An analysis of three such systems in Alaska, Utah and Sweden suggests 10 themes underlying the creation and sustaining of high performance. These themes are:
- Quality and system improvement as a core strategy
- Developing organizational capabilities and skills to support improvement
- Robust primary care teams at the centre of the delivery system
- Engaging patients in their care and in the design of care
- Promoting professional cultures that support teamwork, continuous improvement and patient engagement
- More effective integration of care that promotes seamless care transitions
- Information as a platform for guiding improvement
- Effective learning strategies and methods to test and scale up improvements
- Leadership activities that embrace common goals and align activities throughout the organization
- Providing an enabling environment buffering short-term factors that undermine success.
Healthcare systems in Canada have experienced difficulties in creating and sustaining large-scale improvements; local initiatives are difficult to replicate and spread, and improvement efforts are often limited in scale.
Canada could support a broader strategy to implement many of the elements responsible for success in the three exemplary systems studied.

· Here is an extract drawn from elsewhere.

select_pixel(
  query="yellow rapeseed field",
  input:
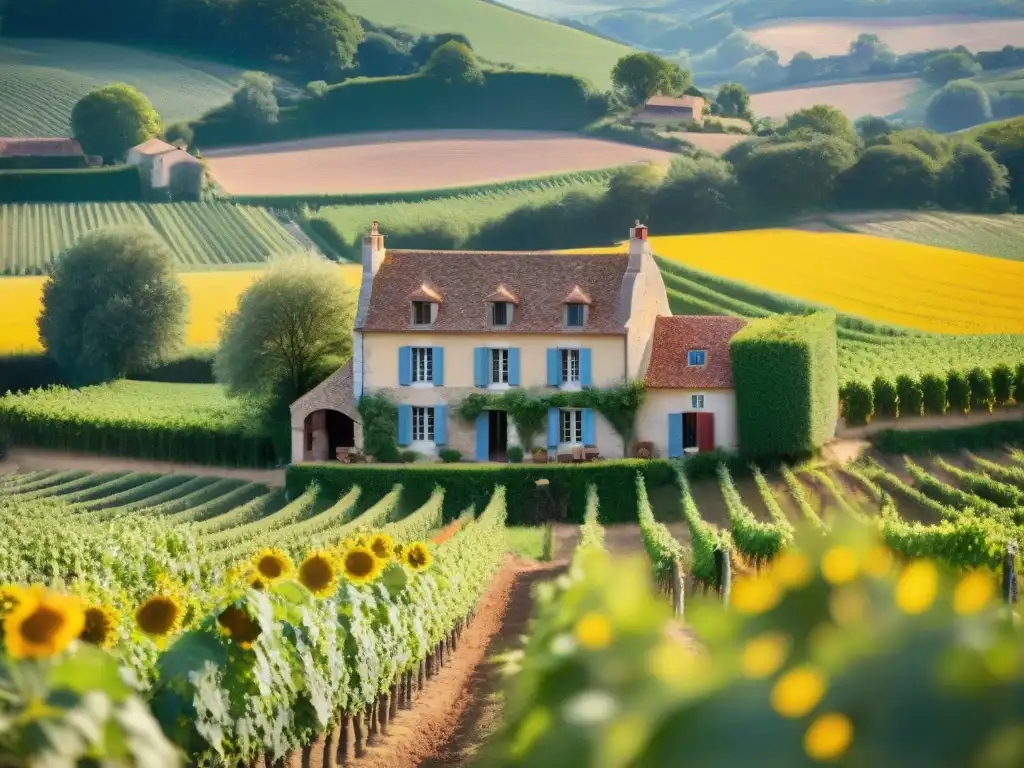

These elements include:
- Expand and enhance the roles of quality councils and similar bodies to support the development of improvement skills and to facilitate system-wide efforts to improve the quality and efficiency of care
- Create greater local capacity for improvement through training and leadership development
- Place greater emphasis on physician leadership training to enhance organizational capability, not just individual capability
- Identify priority areas for improvement with specific targets and timelines to help align system-wide efforts
- Continue to focus on the development of electronic clinical information systems; but enhance supports for collecting and using data on current performance even if such data require manual collection
- Expand current projects to improve patient engagement in the design and improvement of care delivery in order to promote patient-centred care and to engage and align clinicians”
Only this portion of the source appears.